Thieves targeted $12B through IRS tax fraud
Washington — Like others in business, thieves know a fertile market when they see it.
As sophisticated cybercrooks look at the Internal Revenue Service, and the $383 billion it paid out in fiscal 2017, their eyes must glaze with dollar signs.
The IRS estimated online robbers attempted to steal at least $12.2 billion, if not more, through identity theft tax refund fraud in 2016, according to the Government Accountability Office. IRS vigilance thwarted most of those attempts, but the fakers got away with at least $1.6 billion. The good news is the 2016 data represent a steady and significant drop in tax identity theft since 2012.

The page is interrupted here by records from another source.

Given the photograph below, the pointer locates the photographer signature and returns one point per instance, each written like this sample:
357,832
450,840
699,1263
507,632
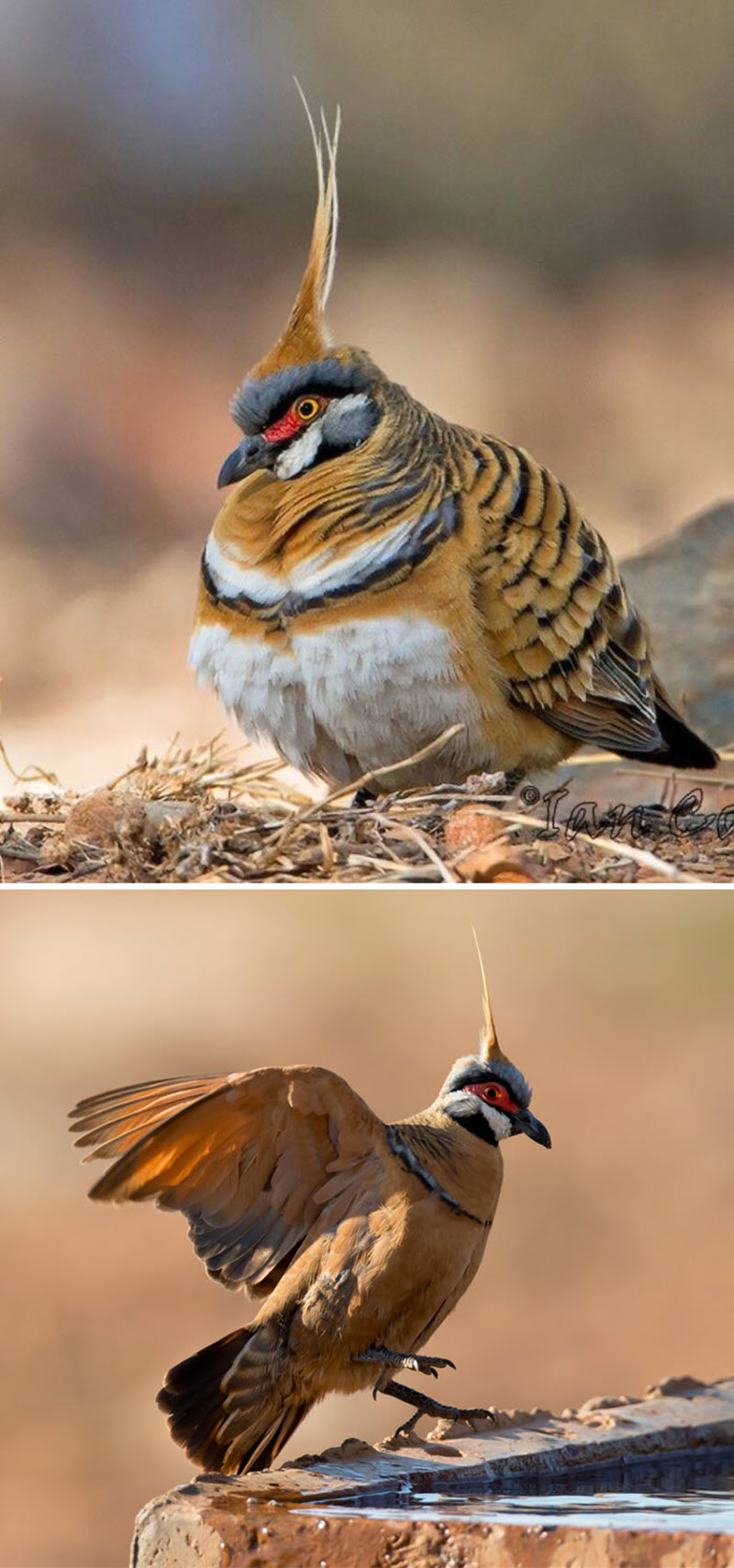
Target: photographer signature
684,817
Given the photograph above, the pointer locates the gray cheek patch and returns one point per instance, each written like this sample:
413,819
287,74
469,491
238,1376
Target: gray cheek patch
349,420
256,402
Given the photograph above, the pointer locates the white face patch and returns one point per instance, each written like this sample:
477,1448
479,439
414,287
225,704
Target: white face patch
300,453
353,696
499,1123
457,1103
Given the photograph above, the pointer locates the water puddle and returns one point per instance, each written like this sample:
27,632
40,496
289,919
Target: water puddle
690,1495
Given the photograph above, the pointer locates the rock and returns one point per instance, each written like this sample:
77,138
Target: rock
102,818
684,588
356,1506
471,827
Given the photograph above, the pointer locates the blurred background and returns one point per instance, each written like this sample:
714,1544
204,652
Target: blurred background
537,237
610,1260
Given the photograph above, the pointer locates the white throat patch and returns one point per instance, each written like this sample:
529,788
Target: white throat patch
300,453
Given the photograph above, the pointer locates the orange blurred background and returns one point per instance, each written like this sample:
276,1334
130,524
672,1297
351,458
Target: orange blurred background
539,239
610,1261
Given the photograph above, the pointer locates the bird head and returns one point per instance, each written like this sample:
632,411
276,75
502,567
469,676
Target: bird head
486,1094
306,402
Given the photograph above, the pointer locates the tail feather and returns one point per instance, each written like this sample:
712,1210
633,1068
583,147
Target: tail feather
683,747
680,745
229,1407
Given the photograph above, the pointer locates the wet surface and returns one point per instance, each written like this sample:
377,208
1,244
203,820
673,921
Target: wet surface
694,1495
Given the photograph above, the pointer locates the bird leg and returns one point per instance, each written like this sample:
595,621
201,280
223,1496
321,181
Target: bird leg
510,781
362,797
393,1358
424,1406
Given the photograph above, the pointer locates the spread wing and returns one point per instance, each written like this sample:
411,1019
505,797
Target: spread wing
562,628
254,1161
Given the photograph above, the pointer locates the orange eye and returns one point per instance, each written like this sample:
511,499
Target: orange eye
306,408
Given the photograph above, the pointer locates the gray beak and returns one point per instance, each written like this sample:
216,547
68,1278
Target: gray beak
524,1121
242,462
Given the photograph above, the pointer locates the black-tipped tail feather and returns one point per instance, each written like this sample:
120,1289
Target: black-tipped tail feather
681,747
225,1408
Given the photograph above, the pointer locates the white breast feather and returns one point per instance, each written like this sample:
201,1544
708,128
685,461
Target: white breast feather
355,696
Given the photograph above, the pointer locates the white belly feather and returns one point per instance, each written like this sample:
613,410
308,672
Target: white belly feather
345,700
355,696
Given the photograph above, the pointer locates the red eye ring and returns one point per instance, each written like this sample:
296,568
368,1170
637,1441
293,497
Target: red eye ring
306,408
493,1095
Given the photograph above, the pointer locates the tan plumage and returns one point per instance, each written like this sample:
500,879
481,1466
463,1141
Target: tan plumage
360,1238
380,574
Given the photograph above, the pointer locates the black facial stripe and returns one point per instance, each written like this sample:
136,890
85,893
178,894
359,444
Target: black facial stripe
261,404
430,532
411,1163
477,1123
508,1077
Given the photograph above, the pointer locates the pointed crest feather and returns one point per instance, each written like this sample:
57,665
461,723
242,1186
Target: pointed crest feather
490,1050
305,336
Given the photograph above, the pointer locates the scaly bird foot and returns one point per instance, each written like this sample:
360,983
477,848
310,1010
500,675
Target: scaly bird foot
424,1406
406,1362
362,797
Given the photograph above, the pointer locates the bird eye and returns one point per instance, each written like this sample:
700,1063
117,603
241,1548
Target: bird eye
306,408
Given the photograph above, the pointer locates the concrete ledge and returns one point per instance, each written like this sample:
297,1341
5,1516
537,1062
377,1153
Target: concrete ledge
287,1517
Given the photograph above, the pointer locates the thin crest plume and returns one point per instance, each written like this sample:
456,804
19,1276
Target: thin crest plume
490,1050
305,336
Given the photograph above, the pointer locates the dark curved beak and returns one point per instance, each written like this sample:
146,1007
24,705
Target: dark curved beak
242,462
524,1121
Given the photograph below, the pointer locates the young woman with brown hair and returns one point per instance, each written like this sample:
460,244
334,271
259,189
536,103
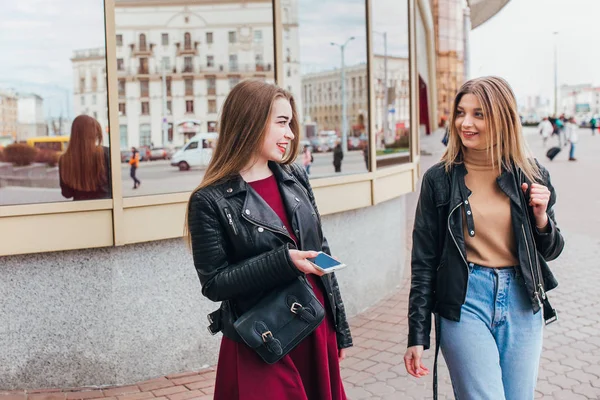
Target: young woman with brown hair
253,223
484,231
84,168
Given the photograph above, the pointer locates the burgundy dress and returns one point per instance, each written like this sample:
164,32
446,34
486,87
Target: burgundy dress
311,371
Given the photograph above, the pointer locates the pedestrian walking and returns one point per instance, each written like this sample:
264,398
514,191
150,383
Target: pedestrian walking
307,158
84,168
338,156
253,224
545,128
483,233
572,137
134,162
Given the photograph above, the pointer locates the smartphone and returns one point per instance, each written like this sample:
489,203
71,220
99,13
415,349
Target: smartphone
326,263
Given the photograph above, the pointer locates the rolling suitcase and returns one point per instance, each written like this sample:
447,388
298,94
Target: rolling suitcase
552,152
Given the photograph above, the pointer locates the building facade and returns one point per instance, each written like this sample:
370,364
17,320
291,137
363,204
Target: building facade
30,116
451,19
8,114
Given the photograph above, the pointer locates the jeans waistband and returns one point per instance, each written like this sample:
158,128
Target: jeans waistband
509,269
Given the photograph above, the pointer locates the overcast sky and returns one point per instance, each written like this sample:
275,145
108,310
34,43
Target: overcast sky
518,44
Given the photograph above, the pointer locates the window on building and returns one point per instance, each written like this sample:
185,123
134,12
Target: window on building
121,87
233,65
232,37
260,62
212,106
123,136
189,86
187,41
170,132
166,63
144,88
211,85
188,65
143,45
189,106
145,135
143,66
233,80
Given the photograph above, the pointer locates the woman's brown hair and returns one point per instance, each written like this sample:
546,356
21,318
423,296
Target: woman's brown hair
507,145
82,165
242,127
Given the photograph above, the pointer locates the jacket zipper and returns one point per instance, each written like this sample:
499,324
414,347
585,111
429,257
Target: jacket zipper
271,230
536,284
230,220
454,239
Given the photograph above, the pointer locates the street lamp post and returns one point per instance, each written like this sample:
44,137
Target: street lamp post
165,125
343,89
555,76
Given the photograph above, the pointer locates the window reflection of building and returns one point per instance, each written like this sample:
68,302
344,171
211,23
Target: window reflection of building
322,99
8,114
89,78
199,44
449,20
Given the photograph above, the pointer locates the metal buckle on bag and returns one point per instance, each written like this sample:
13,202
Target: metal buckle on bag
266,337
296,307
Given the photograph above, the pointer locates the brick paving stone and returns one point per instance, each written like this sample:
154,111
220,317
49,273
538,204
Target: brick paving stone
121,390
89,394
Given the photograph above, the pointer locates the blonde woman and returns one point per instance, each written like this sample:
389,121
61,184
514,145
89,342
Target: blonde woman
484,231
253,224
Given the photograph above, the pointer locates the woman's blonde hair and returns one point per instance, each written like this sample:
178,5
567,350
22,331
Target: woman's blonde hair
506,144
82,165
244,122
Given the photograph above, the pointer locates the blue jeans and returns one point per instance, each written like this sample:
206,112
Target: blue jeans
493,353
572,152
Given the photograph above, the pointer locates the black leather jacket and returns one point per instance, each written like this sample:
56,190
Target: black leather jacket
240,248
439,266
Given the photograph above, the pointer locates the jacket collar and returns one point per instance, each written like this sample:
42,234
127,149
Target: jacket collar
507,181
255,208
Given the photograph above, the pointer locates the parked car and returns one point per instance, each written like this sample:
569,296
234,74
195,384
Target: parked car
196,153
158,153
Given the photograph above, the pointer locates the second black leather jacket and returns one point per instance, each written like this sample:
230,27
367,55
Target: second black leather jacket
241,250
439,258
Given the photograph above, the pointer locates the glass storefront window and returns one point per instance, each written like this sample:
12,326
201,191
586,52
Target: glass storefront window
53,70
211,47
324,52
392,81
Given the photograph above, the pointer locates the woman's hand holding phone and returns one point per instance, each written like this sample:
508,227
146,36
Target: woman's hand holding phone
299,258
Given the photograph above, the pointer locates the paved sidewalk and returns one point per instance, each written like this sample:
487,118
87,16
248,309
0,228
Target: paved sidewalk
374,369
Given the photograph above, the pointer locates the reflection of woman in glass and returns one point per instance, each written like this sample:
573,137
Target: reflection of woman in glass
134,161
84,169
484,231
253,223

Taxpayer protections are strong, but not strong enough, according to reports from two government watchdogs. There are holes in the electronic fence protecting taxpayer data, gaps the agency must move quickly to fix.
When GAO and Treasury Inspector General for Tax Administration (TIGTA) officials describe IRS efforts to improve taxpayer security, they repeatedly qualify with “however.”

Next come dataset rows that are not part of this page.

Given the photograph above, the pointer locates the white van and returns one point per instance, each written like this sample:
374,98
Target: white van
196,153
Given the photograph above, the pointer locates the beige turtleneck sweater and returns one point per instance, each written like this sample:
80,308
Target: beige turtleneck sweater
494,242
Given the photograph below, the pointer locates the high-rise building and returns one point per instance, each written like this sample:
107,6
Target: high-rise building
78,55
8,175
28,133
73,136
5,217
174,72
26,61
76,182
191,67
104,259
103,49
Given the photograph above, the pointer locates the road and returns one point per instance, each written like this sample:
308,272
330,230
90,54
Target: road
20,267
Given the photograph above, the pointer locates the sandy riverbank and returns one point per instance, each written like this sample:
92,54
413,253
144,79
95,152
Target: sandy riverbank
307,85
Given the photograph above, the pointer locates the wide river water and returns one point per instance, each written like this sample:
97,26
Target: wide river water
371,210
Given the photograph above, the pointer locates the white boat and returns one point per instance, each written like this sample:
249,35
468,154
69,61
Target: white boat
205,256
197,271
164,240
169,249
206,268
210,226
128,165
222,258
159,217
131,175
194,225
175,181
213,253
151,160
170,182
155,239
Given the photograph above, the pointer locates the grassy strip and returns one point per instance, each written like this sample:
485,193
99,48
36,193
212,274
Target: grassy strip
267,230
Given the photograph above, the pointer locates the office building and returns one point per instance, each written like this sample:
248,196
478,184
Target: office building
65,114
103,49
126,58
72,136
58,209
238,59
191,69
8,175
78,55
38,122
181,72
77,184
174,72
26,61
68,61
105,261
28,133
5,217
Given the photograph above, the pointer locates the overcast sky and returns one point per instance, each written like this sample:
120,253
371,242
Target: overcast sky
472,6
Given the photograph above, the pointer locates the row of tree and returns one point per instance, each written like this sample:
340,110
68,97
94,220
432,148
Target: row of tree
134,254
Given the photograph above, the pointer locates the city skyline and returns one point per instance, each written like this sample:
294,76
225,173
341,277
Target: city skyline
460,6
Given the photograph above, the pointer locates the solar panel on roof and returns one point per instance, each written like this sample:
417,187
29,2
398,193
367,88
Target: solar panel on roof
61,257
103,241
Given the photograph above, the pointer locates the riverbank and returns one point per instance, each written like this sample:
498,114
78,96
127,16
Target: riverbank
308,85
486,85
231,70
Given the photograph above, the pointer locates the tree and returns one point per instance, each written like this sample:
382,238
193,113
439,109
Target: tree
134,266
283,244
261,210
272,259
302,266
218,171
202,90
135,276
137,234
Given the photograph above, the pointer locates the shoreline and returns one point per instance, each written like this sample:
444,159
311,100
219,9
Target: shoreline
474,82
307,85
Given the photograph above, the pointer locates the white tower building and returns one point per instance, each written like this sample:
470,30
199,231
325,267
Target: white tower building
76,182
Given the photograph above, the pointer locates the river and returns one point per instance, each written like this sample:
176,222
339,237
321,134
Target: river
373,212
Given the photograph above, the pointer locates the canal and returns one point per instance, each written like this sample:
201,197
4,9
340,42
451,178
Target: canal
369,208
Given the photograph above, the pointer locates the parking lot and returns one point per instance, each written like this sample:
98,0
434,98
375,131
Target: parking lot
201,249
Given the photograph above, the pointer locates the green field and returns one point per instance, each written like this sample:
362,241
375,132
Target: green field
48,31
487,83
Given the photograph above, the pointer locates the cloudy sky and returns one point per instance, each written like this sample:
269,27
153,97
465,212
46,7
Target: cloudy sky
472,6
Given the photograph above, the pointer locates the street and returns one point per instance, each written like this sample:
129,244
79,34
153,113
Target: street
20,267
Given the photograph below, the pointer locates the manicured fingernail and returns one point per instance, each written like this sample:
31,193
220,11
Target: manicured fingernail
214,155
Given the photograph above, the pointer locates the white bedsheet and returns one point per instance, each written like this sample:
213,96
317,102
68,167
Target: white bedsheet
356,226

“For example, the IRS deployed a more rigorous electronic authentication process that provides two-factor authentication via a security code sent to text-enabled mobile phones,” Michael E. McKenney, a deputy inspector general, told a recent House Ways and Means oversight subcommittee hearing. “However, these improvements only applied to five online applications.” That’s just 10 percent of the agency’s 52 electronic portals available for taxpayers to share information with the agency.
James R. McTigue Jr., GAO’s strategic issues director, acknowledged “IRS has taken some steps to improve taxpayer authentication.”

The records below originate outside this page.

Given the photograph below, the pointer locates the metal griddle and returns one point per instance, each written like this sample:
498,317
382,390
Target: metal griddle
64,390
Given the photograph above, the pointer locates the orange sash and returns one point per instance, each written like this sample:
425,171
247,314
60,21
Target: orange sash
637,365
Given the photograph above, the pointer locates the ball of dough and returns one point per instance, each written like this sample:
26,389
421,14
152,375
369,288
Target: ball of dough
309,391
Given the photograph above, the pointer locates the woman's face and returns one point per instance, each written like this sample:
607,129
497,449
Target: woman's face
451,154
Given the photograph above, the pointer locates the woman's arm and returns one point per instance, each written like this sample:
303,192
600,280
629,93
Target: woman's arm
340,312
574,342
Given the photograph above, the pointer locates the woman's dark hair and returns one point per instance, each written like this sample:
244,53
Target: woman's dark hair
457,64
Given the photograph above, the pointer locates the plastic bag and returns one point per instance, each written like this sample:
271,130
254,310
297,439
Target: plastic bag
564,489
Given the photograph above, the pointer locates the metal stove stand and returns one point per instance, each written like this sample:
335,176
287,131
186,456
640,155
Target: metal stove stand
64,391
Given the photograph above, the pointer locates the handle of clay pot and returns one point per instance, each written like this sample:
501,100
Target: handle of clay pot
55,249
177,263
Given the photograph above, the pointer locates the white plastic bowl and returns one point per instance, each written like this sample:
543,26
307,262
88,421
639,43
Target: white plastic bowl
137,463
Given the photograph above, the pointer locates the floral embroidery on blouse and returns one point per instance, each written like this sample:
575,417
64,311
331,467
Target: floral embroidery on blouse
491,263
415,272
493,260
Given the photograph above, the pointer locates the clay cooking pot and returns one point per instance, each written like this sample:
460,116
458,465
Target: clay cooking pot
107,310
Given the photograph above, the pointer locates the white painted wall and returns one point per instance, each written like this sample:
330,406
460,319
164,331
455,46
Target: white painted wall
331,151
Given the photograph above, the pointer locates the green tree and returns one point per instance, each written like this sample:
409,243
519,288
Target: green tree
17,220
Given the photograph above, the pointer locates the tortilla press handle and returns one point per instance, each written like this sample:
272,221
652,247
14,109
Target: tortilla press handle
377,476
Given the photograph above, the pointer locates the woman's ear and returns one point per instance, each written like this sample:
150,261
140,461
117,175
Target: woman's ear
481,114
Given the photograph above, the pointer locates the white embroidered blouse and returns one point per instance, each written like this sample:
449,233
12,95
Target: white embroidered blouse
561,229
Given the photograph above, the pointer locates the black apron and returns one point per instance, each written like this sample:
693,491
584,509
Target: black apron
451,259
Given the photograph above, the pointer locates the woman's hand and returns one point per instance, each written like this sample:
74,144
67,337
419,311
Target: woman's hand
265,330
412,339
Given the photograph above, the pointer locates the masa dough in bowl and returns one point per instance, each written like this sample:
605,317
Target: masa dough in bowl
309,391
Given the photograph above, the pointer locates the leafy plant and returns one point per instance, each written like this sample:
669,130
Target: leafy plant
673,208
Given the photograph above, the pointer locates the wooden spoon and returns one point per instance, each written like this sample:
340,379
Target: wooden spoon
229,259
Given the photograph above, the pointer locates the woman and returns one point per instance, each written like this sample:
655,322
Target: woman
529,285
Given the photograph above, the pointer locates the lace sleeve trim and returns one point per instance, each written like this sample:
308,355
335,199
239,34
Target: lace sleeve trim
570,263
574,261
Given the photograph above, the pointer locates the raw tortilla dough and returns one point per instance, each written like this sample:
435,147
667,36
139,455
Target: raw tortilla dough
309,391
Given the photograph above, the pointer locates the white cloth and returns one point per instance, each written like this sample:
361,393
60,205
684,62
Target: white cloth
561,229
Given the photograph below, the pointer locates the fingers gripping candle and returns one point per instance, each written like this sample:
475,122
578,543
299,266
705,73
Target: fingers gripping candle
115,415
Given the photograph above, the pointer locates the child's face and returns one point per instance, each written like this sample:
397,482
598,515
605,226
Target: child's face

Then he said, “However, we also found that IRS has not prioritized the initiatives supporting its authentication strategy nor identified the resources required to complete them. Further, we found that IRS does not have clear plans and timelines to fully implement” security guidance from the National Institute of Standards and Technology (NIST).
Enabled by computers
With increasing reliance on computerized transactions in every sphere of life comes ever-growing ways for burglars to steal from us, without being anywhere near us. The 52 online applications are like 52 doors to a house. The doors have locks, but they aren’t strong enough to keep all the thieves out.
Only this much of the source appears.